L’entreprise changea son logo par celui d’un dauphin en costume nœud papillon.

Chronique d’Open-Space #2 mauvaise digestion

Ce matin tout allait bien, les analytics fourmillaient sur les écrans, issus des remous spasmophiles des tracking-bots dont la fleurissante activité dégorgeait des torrents de datas users, sous forme de grosses giclées compressées de chiffres brandis et de courbes molles, tout un geyser d’informations obstruant les boîtes mails de chaque employé apte à téter comme du petit lait les fluides alléchants des statistiques, tandis que leurs pupilles maigrichonnes s’enflaient aux scissures des enduits bleutés des écrans, aux parcelles des tablatures excels et aux stries des plannings multicolores, ce matin tout allait bien, les réunions remplissaient les box vitrines (mind box for spirit infinite, sorte de cages à poules où se concoctaient les décisions immanentes, de l’extérieur l’impression de regarder des humains dans un laboratoire où des enfants géants viendraient s’amuser à leur décoller les organes), tandis que les conf-call abondaient un peu partout en inoculant dans le vide des couloirs de dépressives logorrhées verbales, mélange poisseux de franglais bouffi et de voix skypés aux modulations rauques de l’au-delà, ce matin tout allait bien, on avalait son café tout naturellement dans une salle de pause légale en s’étourdissant d’autocollants au lyrisme cauteleux ici on partage tout, surtout ses bonnes idées ; soyez vous-mêmes, tous les autres sont déjà pris ; Seuls ceux qui sont assez fous pour penser qu’ils peuvent changer le monde, y parviennent, ce matin tout allait bien, les managers manageaient leurs subalternes en jutant des litres de directives spumeuses lors de sinueux marathons d’un secteur inaudible à l’autre de l’open espace, ce matin tout allait bien, les néons jaunes du plafond pissaient sur la gueule des gens indéfiniment, l’électricité ne faiblissait jamais, un jet indélébile et sans chaleur d’urine aéroportée intacte, et certains employés, à l’écart définitif des fenêtres, ne connaissaient du jour qu’un rayon de soleil crevard, pendant la pose clope de 11h, comme un jaune d’œuf vitaminé éclaté sur leur gueule, ce matin tout allait bien, sauf pour Fred.

Fred d’habitude il gare sa caisse suppositoire pour autobus au fond du parking, sauf que ce matin, zéro place libre, ça le fait rapidement chier de rouler en rond, mais il finit par se planter entre une laguna de sous-fifre et une audi SUV de manager.
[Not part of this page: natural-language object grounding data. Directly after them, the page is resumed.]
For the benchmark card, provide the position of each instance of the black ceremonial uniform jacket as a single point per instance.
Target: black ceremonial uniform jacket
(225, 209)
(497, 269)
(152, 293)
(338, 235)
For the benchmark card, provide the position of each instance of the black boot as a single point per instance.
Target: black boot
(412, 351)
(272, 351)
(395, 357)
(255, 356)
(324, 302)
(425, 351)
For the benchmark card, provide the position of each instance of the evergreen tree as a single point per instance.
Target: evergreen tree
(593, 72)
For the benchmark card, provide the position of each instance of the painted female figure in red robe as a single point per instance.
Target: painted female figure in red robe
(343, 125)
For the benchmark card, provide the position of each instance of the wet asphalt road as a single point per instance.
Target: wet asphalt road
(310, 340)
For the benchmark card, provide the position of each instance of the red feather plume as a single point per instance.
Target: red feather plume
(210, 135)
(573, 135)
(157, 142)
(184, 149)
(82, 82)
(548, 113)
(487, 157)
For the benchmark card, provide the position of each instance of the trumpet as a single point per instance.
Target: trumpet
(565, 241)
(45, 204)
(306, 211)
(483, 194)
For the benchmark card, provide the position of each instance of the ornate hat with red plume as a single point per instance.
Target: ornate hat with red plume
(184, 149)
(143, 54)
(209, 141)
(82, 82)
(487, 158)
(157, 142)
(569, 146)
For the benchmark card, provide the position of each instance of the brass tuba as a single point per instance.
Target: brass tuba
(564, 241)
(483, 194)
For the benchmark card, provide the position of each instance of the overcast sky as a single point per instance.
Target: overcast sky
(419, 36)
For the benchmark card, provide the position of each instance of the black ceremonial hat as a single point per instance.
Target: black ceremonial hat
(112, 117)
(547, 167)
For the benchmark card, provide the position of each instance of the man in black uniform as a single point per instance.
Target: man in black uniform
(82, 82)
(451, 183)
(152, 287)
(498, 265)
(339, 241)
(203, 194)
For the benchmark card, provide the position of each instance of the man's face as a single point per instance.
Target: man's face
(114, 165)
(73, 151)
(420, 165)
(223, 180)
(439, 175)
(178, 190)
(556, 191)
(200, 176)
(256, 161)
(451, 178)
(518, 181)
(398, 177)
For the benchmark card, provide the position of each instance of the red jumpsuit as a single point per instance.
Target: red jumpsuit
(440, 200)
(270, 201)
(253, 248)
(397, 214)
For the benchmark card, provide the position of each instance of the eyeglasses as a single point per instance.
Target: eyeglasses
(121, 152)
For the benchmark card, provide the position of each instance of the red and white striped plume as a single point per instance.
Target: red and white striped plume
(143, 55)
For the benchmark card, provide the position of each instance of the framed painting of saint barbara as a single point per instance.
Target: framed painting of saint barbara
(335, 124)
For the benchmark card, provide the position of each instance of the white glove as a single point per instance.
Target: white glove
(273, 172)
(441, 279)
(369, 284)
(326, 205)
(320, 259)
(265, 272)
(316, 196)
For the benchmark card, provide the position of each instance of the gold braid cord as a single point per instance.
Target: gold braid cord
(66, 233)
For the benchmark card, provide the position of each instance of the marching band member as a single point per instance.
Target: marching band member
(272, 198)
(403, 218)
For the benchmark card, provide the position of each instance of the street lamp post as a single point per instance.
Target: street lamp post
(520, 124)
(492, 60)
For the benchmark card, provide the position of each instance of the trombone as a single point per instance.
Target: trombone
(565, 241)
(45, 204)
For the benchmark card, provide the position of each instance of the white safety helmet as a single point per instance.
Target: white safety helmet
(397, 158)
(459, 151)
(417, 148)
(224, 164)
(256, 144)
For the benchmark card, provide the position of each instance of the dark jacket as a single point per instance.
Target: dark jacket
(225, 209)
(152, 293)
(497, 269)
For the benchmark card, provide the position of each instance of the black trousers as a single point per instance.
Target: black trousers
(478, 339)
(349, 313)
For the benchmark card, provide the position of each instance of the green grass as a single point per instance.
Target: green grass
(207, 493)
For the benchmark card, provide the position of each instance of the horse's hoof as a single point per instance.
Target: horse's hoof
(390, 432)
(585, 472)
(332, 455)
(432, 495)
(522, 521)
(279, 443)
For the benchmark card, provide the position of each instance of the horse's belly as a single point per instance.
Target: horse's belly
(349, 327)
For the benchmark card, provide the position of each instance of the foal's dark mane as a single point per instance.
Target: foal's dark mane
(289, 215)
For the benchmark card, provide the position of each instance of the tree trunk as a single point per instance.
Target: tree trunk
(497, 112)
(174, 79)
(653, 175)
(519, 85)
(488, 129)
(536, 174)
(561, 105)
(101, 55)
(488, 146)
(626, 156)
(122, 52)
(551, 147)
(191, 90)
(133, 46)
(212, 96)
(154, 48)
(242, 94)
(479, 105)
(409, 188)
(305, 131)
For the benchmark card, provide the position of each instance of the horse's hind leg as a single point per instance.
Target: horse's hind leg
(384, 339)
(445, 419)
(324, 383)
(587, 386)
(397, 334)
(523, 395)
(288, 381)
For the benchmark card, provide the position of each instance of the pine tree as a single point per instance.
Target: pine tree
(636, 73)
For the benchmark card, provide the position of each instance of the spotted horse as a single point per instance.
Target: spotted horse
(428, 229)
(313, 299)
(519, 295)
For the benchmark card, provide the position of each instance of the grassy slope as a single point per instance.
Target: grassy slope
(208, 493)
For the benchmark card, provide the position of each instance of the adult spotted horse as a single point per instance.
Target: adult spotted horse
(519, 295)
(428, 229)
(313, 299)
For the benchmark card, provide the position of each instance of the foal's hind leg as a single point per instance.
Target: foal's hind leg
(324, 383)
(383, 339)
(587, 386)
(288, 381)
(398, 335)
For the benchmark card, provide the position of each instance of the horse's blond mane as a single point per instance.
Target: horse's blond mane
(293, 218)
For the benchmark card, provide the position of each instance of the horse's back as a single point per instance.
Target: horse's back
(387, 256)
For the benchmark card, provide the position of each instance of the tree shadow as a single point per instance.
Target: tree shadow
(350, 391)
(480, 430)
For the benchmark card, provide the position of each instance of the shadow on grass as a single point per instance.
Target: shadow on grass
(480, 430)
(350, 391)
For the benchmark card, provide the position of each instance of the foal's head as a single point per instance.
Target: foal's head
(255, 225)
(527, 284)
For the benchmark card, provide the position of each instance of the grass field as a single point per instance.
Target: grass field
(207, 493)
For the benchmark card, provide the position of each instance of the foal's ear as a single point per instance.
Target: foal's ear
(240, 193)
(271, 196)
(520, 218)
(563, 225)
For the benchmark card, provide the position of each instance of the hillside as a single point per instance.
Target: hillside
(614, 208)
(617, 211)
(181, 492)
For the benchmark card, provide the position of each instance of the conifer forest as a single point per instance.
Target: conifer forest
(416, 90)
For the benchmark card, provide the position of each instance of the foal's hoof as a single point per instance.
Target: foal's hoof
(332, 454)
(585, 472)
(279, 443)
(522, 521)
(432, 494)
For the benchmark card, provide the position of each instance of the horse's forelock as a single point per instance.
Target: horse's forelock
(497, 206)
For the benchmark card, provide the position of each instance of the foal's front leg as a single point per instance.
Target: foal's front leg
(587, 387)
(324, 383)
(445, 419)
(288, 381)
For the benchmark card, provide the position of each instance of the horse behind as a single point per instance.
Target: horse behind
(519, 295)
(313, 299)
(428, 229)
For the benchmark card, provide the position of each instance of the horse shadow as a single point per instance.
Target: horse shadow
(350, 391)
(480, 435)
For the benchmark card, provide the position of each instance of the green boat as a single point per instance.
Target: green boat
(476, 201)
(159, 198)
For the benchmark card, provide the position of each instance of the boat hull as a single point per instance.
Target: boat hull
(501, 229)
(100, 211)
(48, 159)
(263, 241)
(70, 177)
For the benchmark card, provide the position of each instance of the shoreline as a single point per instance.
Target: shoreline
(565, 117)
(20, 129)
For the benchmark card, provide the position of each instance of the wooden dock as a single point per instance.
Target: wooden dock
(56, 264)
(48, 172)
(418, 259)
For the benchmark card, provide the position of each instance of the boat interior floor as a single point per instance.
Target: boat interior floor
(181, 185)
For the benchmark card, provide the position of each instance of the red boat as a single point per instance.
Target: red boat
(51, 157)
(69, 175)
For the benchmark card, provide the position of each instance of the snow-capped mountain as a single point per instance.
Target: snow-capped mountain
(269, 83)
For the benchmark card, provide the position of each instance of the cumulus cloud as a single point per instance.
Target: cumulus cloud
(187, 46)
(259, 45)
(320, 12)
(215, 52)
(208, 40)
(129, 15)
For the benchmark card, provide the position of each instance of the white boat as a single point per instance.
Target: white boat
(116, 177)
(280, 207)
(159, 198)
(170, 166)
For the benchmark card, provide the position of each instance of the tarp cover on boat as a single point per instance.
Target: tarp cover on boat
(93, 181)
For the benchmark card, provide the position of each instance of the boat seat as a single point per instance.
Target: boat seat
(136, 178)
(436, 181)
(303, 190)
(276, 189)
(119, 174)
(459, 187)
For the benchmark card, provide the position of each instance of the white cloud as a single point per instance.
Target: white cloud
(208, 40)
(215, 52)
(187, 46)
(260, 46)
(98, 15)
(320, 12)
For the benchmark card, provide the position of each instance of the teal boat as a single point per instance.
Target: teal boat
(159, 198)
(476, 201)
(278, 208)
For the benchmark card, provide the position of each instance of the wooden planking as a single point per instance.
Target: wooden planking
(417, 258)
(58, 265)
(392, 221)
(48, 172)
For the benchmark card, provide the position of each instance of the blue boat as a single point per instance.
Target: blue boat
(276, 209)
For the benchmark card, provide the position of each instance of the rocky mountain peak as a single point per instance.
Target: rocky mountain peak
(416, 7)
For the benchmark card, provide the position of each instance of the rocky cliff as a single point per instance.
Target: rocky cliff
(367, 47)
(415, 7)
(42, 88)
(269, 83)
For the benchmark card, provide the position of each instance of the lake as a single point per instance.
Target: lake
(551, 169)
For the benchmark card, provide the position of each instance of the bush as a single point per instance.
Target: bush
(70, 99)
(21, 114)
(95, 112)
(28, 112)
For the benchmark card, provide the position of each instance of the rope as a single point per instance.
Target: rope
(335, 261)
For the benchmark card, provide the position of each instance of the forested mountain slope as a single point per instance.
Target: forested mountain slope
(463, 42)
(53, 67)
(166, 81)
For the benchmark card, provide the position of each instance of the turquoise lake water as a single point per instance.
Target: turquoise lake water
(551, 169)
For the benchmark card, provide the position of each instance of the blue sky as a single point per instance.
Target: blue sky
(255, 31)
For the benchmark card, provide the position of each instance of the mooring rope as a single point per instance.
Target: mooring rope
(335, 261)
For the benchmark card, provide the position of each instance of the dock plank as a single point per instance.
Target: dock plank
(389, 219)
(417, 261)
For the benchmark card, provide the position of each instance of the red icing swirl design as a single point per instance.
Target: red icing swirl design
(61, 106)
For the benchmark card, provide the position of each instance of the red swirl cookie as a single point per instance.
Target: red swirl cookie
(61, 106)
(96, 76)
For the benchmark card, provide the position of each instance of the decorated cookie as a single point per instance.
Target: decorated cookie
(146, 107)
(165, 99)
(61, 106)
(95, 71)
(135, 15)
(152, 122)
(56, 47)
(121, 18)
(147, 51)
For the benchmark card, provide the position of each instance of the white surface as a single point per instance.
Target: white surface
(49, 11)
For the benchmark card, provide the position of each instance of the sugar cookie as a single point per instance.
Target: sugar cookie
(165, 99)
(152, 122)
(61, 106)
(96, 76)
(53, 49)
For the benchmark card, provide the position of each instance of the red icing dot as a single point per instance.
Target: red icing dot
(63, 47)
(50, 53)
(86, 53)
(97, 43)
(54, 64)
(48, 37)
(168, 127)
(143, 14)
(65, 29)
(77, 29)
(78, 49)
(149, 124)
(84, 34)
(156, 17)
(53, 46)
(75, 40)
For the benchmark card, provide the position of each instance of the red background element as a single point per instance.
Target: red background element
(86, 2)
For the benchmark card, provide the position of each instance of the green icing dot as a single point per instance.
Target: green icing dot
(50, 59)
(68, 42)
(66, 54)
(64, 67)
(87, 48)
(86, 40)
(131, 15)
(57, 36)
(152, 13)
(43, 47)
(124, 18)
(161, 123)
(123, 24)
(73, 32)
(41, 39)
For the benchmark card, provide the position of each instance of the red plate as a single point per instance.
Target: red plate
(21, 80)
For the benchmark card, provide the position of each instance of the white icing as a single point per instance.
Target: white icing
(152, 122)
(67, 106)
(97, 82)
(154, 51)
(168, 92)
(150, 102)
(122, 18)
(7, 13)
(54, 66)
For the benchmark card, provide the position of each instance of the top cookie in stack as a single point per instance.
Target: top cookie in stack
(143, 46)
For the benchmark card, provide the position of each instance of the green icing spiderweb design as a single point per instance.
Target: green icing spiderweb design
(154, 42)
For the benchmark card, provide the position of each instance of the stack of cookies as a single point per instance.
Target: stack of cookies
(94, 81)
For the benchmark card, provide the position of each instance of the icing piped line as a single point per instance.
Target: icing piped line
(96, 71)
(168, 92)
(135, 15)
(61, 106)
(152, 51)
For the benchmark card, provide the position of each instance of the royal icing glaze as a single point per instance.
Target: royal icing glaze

En décapsulant sa portière, l’air congelé s’engouffre en viscosités glaçantes supersoniques sur sa gueule, ses mains crues, son front tiédasse, ses cheveux lissés, comme la langue gluante d’un fourmilier, agglutinant les odeurs de clopes, de café froid et d’aisselles anxieuse, les aisselles stressées de Fred qui pleuvent non-stop dès qu’il est en mode panique optimum, alors que la pression le submerge et l’incorpore de l’intérieur dans sa propre insignifiance. Aujourd’hui y’a autre chose en plus de la peur sous-vide du taff… une viande neuve d’impression, il a dû choper une saloperie pendant ses vacances à Istanbul, un mal qui contracte les canaux fluides de son bide, comme si un gros opossum mort tout liquoreux se resserrait en ballon de pourritures et pressait les caveaux de sa panse. Il se remémore le burger qu’il s’est enfilé la vieille en mode c’est la fin du world défonçons-nous dans les royaumes de lards grillés, de steaks obèses et de fromage mastoc (Adipe Roi), peut-être que c’était la bouffe de trop, celle d’hier, après les nombreux jours à se repeupler les intestins dans les restos touristiques hypertrophiés de monde, gavage en règle qui sécha même souvent ses envies d’hollidays baise par des ronflements lipides. Les cocktails à la goyave et les gambas désossées aux doigts truelles, les mains qui puent l’ail grillé et le crustacé, les montagnes de cacahuètes, les goinfreries d’ananas, son ventre a pris un jeton mémorable, qu’il ballotte tant bien que mal.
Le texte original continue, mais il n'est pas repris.